Cancer dynamics team
Research area: Better treatments
Research area: Better treatments
Dr Stephen John Sammut and his team are researching how to improve treatment for breast cancer before surgery. Their work will help make sure that every person with breast cancer gets personalised treatment to suit their needs.
Some people with breast cancer may have additional treatment, such as chemotherapy, before their surgery. It can help to shrink the tumour so that it’s easier to remove. Or it can reduce the risk of breast cancer spreading to other parts of the body.
This additional treatment can work really well for some. Around 30% of patients have no visible tumour remaining at the time of surgery. But for others, their breast tumours don’t respond as well. These people are more likely to see their disease come back or spread. But at the moment, we can’t reliably predict whether the tumour will respond to this treatment or not.
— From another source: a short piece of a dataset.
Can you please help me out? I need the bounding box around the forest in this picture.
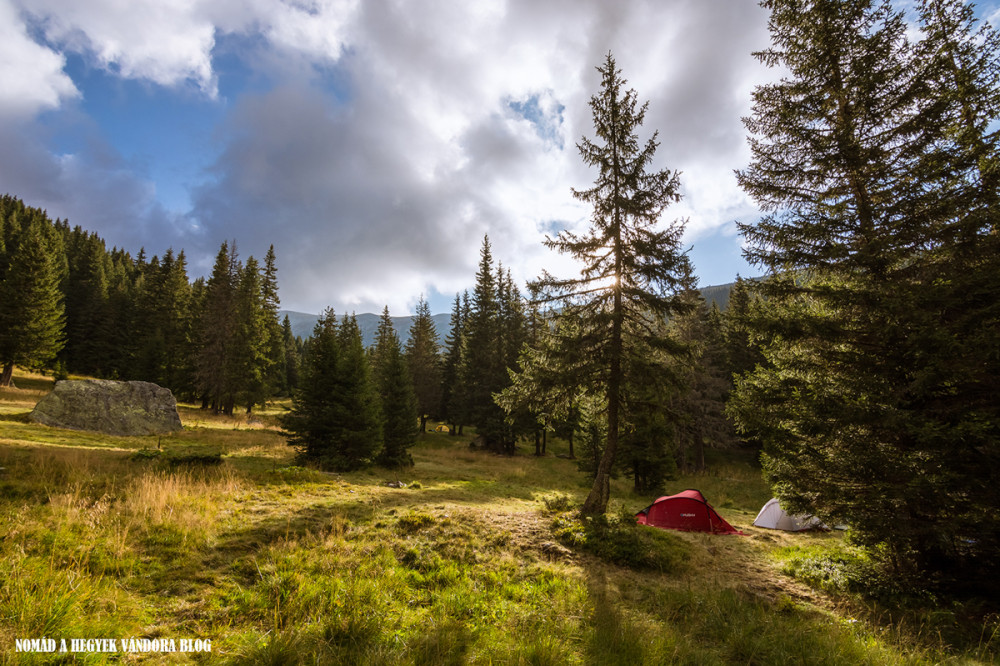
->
[0,0,1000,663]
Dr Stephen John Sammut’s team wants to improve breast cancer treatments that are given before surgery. And the key is knowing in advance whether the treatment will work.
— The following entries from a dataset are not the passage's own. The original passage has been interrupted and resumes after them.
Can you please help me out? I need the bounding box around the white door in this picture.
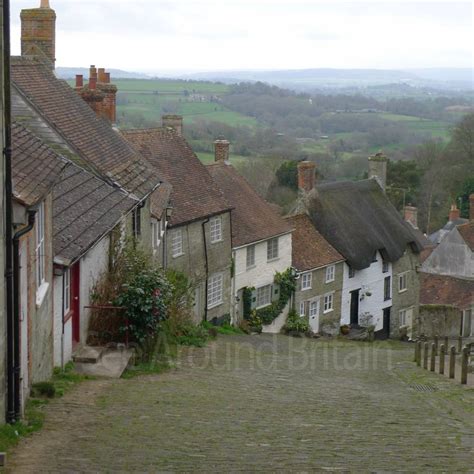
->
[308,298,319,333]
[20,244,29,412]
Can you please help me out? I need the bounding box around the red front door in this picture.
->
[71,262,81,345]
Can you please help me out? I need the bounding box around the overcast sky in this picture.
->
[11,0,474,72]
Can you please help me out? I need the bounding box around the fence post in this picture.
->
[423,342,428,370]
[461,346,469,385]
[439,344,446,375]
[449,346,456,379]
[430,342,436,372]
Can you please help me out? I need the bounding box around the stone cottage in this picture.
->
[207,140,292,332]
[286,214,344,335]
[297,154,423,338]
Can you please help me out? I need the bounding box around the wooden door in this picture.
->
[71,262,81,345]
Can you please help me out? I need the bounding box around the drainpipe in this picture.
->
[13,211,36,420]
[201,217,210,321]
[2,0,15,423]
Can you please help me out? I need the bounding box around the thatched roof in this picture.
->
[306,179,423,270]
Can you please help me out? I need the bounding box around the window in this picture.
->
[383,277,392,301]
[247,245,255,268]
[326,265,336,283]
[132,205,142,238]
[398,272,408,293]
[35,202,45,288]
[209,216,222,244]
[257,285,272,308]
[171,229,183,257]
[207,273,224,308]
[267,237,278,261]
[324,293,334,313]
[63,268,71,315]
[301,273,313,290]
Being able to predict how cancer responds can help make sure that every patient gets the most suitable drug for them. And looking at how the tumour responds to therapy over time lets us know whether it’s becoming resistant to treatment, and whether a new drug should be used.
Stephen and his team are focusing on 2 areas:
1. Understanding the treatment response and predicting how tumours will respond to therapy
How effective therapy is depends on the biological features of the tumour and the surrounding environment. Modern lab techniques and complex computer-based methods can help to visualise this. So Stephen’s team have been using these methods to predict cancer’s response to treatment given before surgery. They’ve been looking at changes in gene activity in breast cancer cells, and the function of the immune system, and using artificial intelligence to understand how the tumour may react to treatment.
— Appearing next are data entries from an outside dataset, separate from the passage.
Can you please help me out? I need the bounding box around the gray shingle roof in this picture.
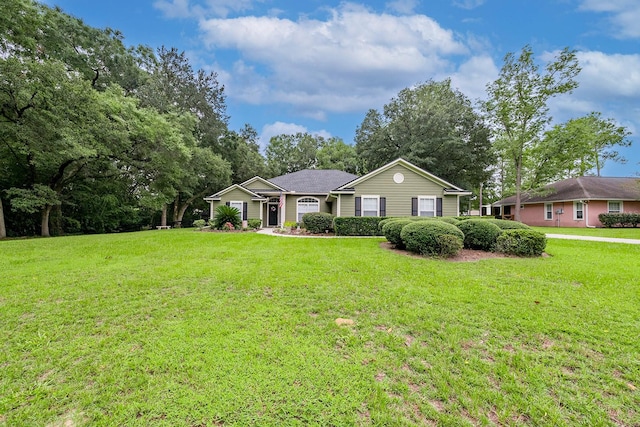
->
[494,176,640,206]
[268,169,358,194]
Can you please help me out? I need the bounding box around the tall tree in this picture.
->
[355,80,494,188]
[138,46,230,226]
[316,137,364,174]
[532,112,631,186]
[483,46,580,221]
[265,132,324,176]
[219,124,267,184]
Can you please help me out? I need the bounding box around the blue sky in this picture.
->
[45,0,640,176]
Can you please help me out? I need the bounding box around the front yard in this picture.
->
[0,230,640,426]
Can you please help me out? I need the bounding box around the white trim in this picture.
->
[296,196,320,222]
[416,196,438,218]
[360,195,380,216]
[573,200,584,221]
[336,158,471,192]
[607,200,624,213]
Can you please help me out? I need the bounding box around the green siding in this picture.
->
[243,180,276,190]
[285,194,331,222]
[213,188,260,219]
[340,165,458,216]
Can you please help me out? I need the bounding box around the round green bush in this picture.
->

Stephen hopes this research will give doctors the tools to more accurately predict cancer’s response before starting treatment.
2. Developing more accurate ways to predict how cancer responds to therapy
Tracking how a breast tumour responds to treatment can help us understand how the tumour adapts and evolves over time. To see how well a tumour responds, it’s usually not enough to look at its features before treatment. Changes in cancer cells and their surroundings that happen during the treatment could give some additional insight.
Stephen’s team is using sophisticated genetic and imaging methods and combining them using artificial intelligence to analyse cancer tumours. They’ll look at how the tumours and their environment change over time in response to treatment. This could help us better understand how cancer can become resistant to treatment. And it could help us find new vulnerabilities in breast cancer cells that can be treated with new drugs.
Stephen’s hope is that his work will show how breast cancer cells adapt and change to resist treatment. By predicting these changes, we could personalise treatments and help more people to live well with and beyond breast cancer.